The Nelikolu Charitable Trust, which has been spearheading a campaign to document the language of the Badagas — the single largest ethnolinguistic group residing in the Nilgiris, has initiated steps to protect the language of the group from extinction.
“According to the UNESCO survey on endangered languages, the language of the Badagas is in the third of the five stages towards extinction – the definitely endangered stage,” said R. Sivakumar, secretary of the Nelikolu Mother Tongue Protection Co-ordination Committee.
Recently, a discussion was held in Udhagamandalam involving N. Sunderadevan, Additional Chief Secretary (Retired), and R.K. Haldorai, from the Directorate of Tamil Etymological Dictionary Project, who detailed the issues.
Following the session, a four-pronged approach was advocated for the protection of the Badaga language.
The strategy includes measures “to create awareness among the community about the importance of one’s mother tongue. This propaganda should be conducted in such a way so that it reaches almost all the Badaga households. Its primary focus should be on eradicating the ignorance that the Badaga language does not have the status of another tongue due to its lack of a script of its own. The idea should be driven home that Badagas speak the Badaga language at home and in their hamlets,” the press release said.
The initiative also aims to prepare primary school lessons for children in the Badaga language so that they can learn their lessons in school using their own mother tongue.

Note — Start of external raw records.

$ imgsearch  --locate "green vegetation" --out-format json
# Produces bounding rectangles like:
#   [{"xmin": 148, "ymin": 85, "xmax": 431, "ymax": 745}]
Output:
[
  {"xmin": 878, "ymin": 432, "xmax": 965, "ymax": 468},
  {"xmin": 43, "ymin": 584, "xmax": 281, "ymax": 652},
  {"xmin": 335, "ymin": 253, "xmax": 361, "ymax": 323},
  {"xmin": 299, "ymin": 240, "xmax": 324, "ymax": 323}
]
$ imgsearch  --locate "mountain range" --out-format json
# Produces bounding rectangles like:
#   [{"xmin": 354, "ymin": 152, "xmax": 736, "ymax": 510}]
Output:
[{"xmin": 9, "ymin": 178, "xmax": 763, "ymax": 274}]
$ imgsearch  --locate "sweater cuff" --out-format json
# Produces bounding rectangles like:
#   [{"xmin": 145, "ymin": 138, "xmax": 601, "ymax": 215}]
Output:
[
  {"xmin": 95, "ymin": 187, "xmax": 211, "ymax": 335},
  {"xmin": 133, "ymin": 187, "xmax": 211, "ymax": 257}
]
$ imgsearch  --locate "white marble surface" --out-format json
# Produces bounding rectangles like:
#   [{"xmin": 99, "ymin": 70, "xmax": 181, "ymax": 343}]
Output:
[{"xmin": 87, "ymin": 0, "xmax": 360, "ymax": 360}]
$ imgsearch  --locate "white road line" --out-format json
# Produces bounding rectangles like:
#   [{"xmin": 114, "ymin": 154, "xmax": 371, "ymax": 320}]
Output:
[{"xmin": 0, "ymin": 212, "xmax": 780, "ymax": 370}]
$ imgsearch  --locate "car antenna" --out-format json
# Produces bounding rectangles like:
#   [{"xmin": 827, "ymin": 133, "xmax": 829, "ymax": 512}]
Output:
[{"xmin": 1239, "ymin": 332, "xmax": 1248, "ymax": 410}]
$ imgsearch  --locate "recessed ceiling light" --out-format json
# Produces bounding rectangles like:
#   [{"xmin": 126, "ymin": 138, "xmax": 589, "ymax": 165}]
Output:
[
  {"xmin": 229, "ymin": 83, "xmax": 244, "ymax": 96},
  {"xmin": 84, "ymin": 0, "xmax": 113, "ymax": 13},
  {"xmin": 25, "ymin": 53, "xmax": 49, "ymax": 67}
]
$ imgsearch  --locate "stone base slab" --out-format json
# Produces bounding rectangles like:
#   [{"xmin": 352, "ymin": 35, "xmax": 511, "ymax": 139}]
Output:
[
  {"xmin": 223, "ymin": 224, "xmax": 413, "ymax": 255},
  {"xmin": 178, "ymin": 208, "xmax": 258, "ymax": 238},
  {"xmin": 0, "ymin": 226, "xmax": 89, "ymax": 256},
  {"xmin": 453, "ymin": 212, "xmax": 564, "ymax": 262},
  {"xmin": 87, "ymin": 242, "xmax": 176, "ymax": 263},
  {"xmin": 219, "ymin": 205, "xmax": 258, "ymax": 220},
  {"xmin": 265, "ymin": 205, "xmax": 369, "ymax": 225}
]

“To address the issue of lack of a script for the Badaga language, the Trust has developed a writing system for the Badaga language through the Tamil script by slightly modifying four letters in the Tamil alphabet to suit the phonetic requirements of Badaga language. Using this script, the Trust has already published quite a few ballads and stories…above all, a state-of-the-art Badaga-Tamil-English trilingual dictionary running to more than 900 pages has been compiled and is named ‘maatterisi’. In this dictionary, Badaga words have been written both in Tamil (including the four modified letters) and Roman letters,” the press release added.